We know you need no coaxing to scarf down copious portions of baked ziti laced with Italian sausage but if you knew baking it in a skillet created one less dish to wash after dinner, you might use this technique more often. You really might.
Here’s a Torani syrup you’re not likely to get pumped into your Starbucks latté but their Chicken ‘N Waffles flavored syrup might taste quite good drizzled on your buttered biscuits or actual chicken ‘n waffles. Who knows, your pregnant wife might even want to do some shots of it.
As classic junkfood snacks like Twinkies and Ding Dongs—unchanged for generations—slide into obscurity in the age of energy drinks, it’s cool to see the old-timey Cracker Jacks get a marketing makeover. The update to Cracker Jack’d includes a hefty dose of caffeine to spice up new flavors like Spicy Pizzeria, Cheddar BBQ, & Cocoa Java. That’s right, caffeine Cracker Jacks.

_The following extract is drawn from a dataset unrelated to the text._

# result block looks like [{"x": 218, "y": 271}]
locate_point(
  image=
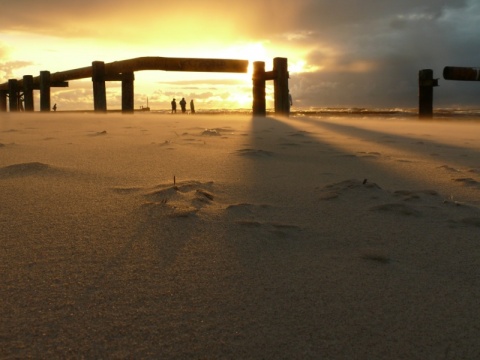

How’s that for a prize?
What the hell is a Zagat anyway? When it comes to reliable restaurant recommendations, rankings by anonymous experts are as useless as Yelp. To guide you to the goods, this book applies the expertise of master chefs. From bargains to fine dining, 400 of the world’s best, like Heston Blumenthal, René Redzepi and David Chang will show you where to go.
In reading his books, it’s obvious Hemingway was a lover of food and drink but it’s hard to imagine he put down the pen in the middle of For Whom The Bell Tolls to jot down recipes. Fact is, he didn’t. This book of 125 recipes is assembled from old Hemingway’s haunts, period cookbooks and “other sources” but includes passages from his works as well as family photos, etc.
Second only to actual steak, steak fries stand very near the top of the man food pyramid. Thick slabs of starch boiled in oil become the perfect vehicle for the consumption of ketchup, and even though it doesn’t seem possible, potatoes kinda sorta count as a vegetable. Baked they’re even healthier and still pretty good.
While you concern yourself with the big picture, executive-level decision making, leave the menial crap, like choosing your food & drink, to the passionate peons at Mantry. Mantry means “man’s pantry.” These dude-food experts will curate your jerky and exotic whatnots, then ship ’em to you monthly.
The idea of making “homemade” Sriracha hot sauce is ambitious. Right up there with the thought of making your own “homemade” Doritos or Budweiser. But if you’re a dreamer and know your way around a pepper patch, we found the blueprint for making Sriracha at home. Give it a shot.